The Quintile Gradient
| Prior Change Quintile | Correlation (r) | Variance Explained |
|---|---|---|
| Q1 (smallest changes) | -0.05 | 0.3% |
| Q2 | -0.16 | 2.4% |
| Q3 | -0.29 | 8.1% |
| Q4 | -0.42 | 17.7% |
| Q5 (largest changes) | -0.61 | 37.0% |
This gradient is the signature of regression to the mean. Only extreme prior changes show strong negative autocorrelation. Near-zero correlation for small changes indicates no genuine mean reversion among stable tracts.
Level Persistence
Despite unstable year-over-year changes, CHBI levels were highly persistent:
R² = 99.7%
of next-year health burden explained by current burden
High-burden communities remain high-burden. The "unpredictability" is confined to year-over-year noise, not to underlying health status.
Discussion
Principal Findings
Trajectory prediction failed because year-over-year changes in PLACES estimates contain substantial measurement error. The quintile gradient—where extreme changes show strong reversion but small changes show none—is consistent with regression to the mean as the dominant mechanism.
Implications for Practice
- Avoid trajectory labels. A tract classified as "improving" is more likely to be "declining" next year than to remain "improving."
- Focus on levels, not changes. CHBI levels are 99.7% persistent. High-burden tracts remain high-burden—this is actionable.
- Use 3-year rolling averages. Multi-year averages smooth measurement noise when trend information is needed.
- Build monitoring systems, not early warning systems.
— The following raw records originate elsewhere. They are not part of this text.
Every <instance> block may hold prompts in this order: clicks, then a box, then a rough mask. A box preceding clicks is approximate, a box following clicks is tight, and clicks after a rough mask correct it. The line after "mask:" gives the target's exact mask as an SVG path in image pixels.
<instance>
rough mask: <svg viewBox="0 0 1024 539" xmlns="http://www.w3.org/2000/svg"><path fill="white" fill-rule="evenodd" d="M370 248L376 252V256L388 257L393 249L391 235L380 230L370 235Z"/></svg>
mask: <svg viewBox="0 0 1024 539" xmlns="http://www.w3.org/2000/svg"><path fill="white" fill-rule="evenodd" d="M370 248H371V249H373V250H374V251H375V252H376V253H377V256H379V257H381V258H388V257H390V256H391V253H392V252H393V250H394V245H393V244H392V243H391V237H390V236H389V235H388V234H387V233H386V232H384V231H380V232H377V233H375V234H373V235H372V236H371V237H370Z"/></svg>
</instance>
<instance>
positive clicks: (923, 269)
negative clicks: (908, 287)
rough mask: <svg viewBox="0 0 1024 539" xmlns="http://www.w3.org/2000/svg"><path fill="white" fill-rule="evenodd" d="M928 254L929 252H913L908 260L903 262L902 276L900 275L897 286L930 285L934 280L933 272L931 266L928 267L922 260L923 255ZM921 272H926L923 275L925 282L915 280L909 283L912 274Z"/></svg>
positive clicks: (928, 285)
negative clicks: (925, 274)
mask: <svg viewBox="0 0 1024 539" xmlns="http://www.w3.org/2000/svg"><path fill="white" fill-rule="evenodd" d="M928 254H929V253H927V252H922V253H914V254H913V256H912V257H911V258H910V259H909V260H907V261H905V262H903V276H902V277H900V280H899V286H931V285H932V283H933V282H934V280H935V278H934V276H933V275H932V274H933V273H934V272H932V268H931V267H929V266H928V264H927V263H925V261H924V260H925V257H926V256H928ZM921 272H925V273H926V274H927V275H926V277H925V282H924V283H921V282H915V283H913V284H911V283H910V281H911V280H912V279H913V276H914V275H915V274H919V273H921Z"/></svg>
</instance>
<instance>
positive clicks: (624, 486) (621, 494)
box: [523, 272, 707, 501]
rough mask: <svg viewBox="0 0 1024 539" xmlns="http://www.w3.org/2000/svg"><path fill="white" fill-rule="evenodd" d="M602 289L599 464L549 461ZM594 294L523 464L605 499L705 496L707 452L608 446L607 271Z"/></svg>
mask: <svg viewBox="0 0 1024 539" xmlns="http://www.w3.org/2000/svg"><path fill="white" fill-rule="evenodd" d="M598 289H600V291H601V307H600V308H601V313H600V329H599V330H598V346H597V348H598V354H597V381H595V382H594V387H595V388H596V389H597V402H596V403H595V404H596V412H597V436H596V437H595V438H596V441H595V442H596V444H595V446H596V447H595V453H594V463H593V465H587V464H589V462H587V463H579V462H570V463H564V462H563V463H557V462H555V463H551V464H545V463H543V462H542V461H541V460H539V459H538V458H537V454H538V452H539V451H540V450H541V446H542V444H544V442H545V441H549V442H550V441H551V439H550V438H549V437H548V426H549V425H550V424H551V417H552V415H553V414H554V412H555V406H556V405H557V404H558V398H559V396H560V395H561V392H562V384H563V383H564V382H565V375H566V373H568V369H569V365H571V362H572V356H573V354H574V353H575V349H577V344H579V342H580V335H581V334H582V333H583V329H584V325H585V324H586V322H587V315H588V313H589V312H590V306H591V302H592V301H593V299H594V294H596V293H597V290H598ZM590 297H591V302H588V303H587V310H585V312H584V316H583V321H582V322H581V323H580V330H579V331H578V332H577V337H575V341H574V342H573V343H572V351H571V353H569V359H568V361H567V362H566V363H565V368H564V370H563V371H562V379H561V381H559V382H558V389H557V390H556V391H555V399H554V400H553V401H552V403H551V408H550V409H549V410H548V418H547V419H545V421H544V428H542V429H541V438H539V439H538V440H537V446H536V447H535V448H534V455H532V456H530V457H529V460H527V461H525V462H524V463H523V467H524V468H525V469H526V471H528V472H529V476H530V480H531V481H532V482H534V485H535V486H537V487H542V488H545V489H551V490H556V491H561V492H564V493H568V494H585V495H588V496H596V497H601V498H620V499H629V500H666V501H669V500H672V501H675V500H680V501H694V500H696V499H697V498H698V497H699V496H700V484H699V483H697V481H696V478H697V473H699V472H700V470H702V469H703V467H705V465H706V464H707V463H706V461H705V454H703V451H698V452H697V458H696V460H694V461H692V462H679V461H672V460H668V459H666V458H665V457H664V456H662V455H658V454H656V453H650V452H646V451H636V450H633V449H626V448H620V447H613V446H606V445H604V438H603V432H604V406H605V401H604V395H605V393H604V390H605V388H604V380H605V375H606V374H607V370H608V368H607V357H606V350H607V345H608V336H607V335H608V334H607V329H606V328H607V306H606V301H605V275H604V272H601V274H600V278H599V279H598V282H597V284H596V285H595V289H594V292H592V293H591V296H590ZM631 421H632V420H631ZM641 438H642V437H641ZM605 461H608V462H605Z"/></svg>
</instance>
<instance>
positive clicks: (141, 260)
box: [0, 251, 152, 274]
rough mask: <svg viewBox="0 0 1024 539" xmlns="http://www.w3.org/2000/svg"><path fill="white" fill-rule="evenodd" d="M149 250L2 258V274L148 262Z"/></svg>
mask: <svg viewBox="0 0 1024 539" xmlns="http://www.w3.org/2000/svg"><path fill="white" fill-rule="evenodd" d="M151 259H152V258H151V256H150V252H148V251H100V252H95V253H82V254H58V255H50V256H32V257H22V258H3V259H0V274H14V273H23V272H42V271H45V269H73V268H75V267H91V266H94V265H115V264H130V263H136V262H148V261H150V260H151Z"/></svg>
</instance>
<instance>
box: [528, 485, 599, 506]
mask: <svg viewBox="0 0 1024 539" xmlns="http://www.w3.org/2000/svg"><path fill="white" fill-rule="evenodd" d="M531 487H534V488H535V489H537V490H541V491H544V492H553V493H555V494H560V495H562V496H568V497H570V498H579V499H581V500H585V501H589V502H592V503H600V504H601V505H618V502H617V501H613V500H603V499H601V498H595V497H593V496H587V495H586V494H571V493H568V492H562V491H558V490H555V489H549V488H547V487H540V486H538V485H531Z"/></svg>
Prediction cannot work; responsive monitoring can.
What This Means for CDC PLACES
These findings do not impugn CDC PLACES—they identify appropriate and inappropriate uses. PLACES excels at cross-sectional snapshots: identifying high-burden areas for targeting. The limitation concerns longitudinal trajectory analysis, where model-based estimation may introduce systematic artifacts.
Conclusions
The failure of CDC PLACES-based trajectory prediction (F1=0.26) is consistent with regression to the mean in small-area health estimates. Annual trajectory labels are unreliable and should not be used for resource allocation.
Specific recommendations:
- Remove trajectory labels from Community Health Improvement Plans and dashboards
- Focus resource allocation on current burden levels, which are stable and reliable
- Use three-year rolling averages when trend information is needed
- Target communities with persistently high burden (3+ years above threshold)
- Build responsive monitoring systems rather than predictive early warning systems
We close by emphasizing what our findings do not mean. Community health is not chaotic—levels are 99.7% stable. The challenge is that annual changes in PLACES estimates are too noisy to support trajectory prediction. Better measurement could enable better prediction; in the interim, focusing on burden levels represents the most defensible use of available data.